Sinai & Gaza Direbut Israel dari Mesir, Dikembalikan ke Mesir & Palestina
Rangkuman redaksi
Perebutan 1967
Dalam Perang Enam Hari, ketika negara-negara Arab berhadapan dengan Israel, pasukan Israel meraih kemenangan gemilang, merebut wilayah besar darii Mesir yakni Semenanjung Sinai dan Jalur Gaza, merebut juga Tepi Barat dari Yordania dan merebut Dataran Tinggi Golan dari Suriah³.
Bagi Mesir, kehilangan Sinai dan Gaza bukanlah kerugian teritorial semata, tetapi juga pukulan terhadap harga diri nasional bangsa Mesir. Sejak saat itu Israel menempatkan garnisun militer dan membangun permukiman Yahudi di kedua wilayah tersebut⁴.
Mengembalikan Sinai
Setelah Perang Yom Kippur 1973, Mesir di bawah Anwar Sadat berhasil menekan Israel di medan perang. Momentum ini membuka jalan diplomasi. Dengan mediasi Presiden AS Jimmy Carter, Presiden Mesir Anwar Sadat dan PM Israel Menachem Begin menandatangani "Camp David Accords" (1978). Kesepakatan ini mencakup pengakuan Mesir atas Negara Israel dan penarikan Israel dari Semenanjung Sinai⁴.

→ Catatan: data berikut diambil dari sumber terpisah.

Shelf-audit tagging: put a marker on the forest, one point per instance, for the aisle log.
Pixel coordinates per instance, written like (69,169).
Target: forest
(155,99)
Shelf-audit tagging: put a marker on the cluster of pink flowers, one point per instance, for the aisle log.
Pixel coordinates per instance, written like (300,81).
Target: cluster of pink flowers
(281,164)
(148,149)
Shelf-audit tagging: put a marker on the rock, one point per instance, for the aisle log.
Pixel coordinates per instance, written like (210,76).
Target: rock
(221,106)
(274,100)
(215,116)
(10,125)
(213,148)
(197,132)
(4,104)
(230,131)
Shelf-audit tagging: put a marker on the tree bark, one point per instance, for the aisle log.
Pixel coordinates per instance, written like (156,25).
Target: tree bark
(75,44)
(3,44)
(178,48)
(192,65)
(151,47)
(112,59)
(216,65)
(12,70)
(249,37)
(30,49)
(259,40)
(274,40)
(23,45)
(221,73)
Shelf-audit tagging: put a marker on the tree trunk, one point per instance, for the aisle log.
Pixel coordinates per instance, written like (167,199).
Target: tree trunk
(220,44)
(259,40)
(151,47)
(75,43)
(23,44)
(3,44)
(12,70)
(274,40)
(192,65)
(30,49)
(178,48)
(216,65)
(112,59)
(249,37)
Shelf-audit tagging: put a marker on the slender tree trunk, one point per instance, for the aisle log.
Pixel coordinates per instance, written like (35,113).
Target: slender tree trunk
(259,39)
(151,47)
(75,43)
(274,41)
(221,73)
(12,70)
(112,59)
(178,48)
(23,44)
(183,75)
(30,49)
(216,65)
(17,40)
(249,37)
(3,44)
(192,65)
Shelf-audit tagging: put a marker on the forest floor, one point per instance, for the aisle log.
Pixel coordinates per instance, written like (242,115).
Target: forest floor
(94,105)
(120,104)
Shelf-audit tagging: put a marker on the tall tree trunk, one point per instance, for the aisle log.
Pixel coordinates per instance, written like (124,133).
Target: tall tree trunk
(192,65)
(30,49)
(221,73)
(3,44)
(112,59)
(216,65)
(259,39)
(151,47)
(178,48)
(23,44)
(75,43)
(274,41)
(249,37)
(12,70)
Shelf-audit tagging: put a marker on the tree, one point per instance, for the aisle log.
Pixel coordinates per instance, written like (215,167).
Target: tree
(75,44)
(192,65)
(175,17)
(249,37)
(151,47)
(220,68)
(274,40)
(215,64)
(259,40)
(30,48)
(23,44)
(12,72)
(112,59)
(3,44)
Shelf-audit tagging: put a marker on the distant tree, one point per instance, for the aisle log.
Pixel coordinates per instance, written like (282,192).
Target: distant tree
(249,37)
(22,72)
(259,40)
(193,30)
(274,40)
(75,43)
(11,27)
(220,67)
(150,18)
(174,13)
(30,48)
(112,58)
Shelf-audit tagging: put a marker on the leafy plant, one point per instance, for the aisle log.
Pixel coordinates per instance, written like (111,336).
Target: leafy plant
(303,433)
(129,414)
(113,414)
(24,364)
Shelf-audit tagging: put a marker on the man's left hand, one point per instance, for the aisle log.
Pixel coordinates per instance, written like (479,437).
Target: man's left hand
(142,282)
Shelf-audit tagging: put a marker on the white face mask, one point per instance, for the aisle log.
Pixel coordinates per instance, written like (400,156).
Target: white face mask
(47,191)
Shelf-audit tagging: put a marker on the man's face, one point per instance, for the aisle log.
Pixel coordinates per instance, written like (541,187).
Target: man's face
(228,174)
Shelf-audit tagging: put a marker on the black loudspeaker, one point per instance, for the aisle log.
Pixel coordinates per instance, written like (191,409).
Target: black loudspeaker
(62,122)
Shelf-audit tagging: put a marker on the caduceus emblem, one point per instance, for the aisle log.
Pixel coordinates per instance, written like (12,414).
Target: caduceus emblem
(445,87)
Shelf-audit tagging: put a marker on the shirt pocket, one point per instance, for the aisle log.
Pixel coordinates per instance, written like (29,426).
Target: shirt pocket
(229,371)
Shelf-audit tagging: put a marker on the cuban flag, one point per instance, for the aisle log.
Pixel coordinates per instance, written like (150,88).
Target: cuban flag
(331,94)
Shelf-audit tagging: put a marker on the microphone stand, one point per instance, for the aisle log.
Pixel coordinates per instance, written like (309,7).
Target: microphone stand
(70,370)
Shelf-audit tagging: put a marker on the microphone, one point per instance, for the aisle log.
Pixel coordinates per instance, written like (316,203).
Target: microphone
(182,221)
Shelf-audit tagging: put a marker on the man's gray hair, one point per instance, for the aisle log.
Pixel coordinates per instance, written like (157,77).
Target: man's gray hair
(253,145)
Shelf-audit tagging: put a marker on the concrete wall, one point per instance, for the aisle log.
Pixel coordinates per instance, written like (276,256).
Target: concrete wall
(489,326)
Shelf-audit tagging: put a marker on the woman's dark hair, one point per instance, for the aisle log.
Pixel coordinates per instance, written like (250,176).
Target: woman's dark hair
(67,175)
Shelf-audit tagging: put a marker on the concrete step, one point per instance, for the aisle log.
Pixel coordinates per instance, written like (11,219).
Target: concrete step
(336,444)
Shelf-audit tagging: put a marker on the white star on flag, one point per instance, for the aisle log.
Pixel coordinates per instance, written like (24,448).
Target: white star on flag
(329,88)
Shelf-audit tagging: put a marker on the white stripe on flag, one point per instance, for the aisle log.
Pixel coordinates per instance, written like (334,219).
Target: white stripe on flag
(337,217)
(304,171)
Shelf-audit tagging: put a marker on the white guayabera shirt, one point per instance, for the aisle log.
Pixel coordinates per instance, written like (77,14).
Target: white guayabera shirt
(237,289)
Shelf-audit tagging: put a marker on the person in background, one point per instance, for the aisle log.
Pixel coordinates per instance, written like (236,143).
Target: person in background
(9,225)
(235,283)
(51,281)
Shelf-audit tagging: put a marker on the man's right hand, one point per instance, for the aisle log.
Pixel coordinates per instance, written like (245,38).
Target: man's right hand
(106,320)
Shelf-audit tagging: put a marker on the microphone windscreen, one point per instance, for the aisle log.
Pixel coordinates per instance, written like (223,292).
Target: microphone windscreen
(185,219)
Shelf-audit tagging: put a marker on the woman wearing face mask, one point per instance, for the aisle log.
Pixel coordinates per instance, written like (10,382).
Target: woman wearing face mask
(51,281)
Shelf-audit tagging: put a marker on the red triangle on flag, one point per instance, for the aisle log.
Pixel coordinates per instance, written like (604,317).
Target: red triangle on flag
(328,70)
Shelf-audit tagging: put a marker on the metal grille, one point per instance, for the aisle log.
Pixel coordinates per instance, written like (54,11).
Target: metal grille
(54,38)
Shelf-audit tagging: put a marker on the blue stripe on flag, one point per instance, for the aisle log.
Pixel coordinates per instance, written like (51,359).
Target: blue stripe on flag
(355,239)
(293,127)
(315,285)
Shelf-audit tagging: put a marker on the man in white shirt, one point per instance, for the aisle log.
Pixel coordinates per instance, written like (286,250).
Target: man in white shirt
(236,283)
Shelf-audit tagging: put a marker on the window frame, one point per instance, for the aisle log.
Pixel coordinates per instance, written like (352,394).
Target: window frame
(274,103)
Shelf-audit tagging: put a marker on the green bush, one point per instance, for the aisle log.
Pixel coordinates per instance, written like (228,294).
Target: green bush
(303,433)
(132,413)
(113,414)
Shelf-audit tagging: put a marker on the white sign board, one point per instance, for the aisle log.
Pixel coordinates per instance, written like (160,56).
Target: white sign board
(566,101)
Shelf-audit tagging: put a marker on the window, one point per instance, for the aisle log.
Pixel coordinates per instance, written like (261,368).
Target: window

Proses penarikan berlangsung bertahap hingga 25 April 1982, ketika pasukan terakhir Israel keluar dan seluruh permukiman Yahudi dibongkar⁵. Maka Sinai kembali sepenuhnya ke kedaulatan Mesir, dari proses ini kemudian Mesir menjadi negara Arab pertama yang berdamai dan mengakui negara Israel⁶.
Penarikan dari Gaza
Berbeda dengan Sinai, kasus di Jalur Gaza lebih rumit Sejak 1967, Israel merebut Gaza dari Mesir dan menguasai. Jalur Gaza wilayah sempit dan padat penduduk, Israel membangun 21 permukiman Yahudi⁷. Namun muncul gelombang perlawanan rakyat Palestina yang dikenal dengan Intifada Pertama (1987–1993) dan Intifada Kedua (2000–2004), menjadikan Gaza pusat konflik⁸.
Pada 2004, PM Israel Ariel Sharon mengumumkan "Dis-engagement Plan" yakni evakuasi seluruh pemukim Yahudi dan penarikan pasukan militer dari Gaza. Pada Agustus–September 2005, sekitar 8.000 pemukim Yahudi dievakuasi dari Gaza, bangunan permukiman dihancurkan, dan pasukan militer ditarik keluar dari Gaza⁸.
Secara formal Gaza diserahkan kepada Otoritas Palestina, tetapi sejak 2007 wilayah ini dikuasai penuh oleh Hamas⁹. Israel tetap mengendalikan perbatasan, udara, dan laut Gaza. Karena itu, banyak pakar menilai Gaza masih berada dalam bentuk “pendudukan tidak langsung”¹⁰.
Dua Jalan, Dua Hasil
Perbandingan Sinai dan Gaza menunjukkan dua jalan berbeda:
Sinai → dikembalikan lewat perjanjian resmi, menghasilkan stabilitas jangka panjang.
Gaza → ditinggalkan sepihak, tanpa perjanjian, menyisakan konflik berkepanjangan.
Dari sini kita belajar bahwa perebutan wilayah bisa terjadi cepat lewat perang, tetapi pengembalian yang membawa perdamaian hanya mungkin lewat diplomasi. Sinai adalah contoh keberhasilan, sementara Gaza menjadi peringatan bahwa penarikan sepihak tanpa solusi politik, hanya membuka luka baru¹¹.
Catatan Kaki
- Michael B. Oren, Six Days of War (Oxford University Press, 2002).
- Avi Shlaim, The Iron Wall (W.W. Norton, 2001).
- Jeremy Bowen, Six Days (Simon & Schuster, 2003).
- William B. Quandt, Camp David: Peacemaking and Politics (Brookings, 1986).
- Jimmy Carter, Keeping Faith (Univ. of Arkansas Press, 1995).
- Charles Enderlin, Shattered Dreams (Other Press, 2003).
- International Crisis Group, “Disengagement and After” (2005).
- BBC News, “Israel Completes Gaza Withdrawal” (12 September 2005).
- UN, Report on Israeli Disengagement from Gaza (A/60/533, 2005).
- Rashid Khalidi, The Iron Cage (Beacon Press, 2006).
- ICJ, Advisory Opinion on the Occupied Palestinian Territory (2024).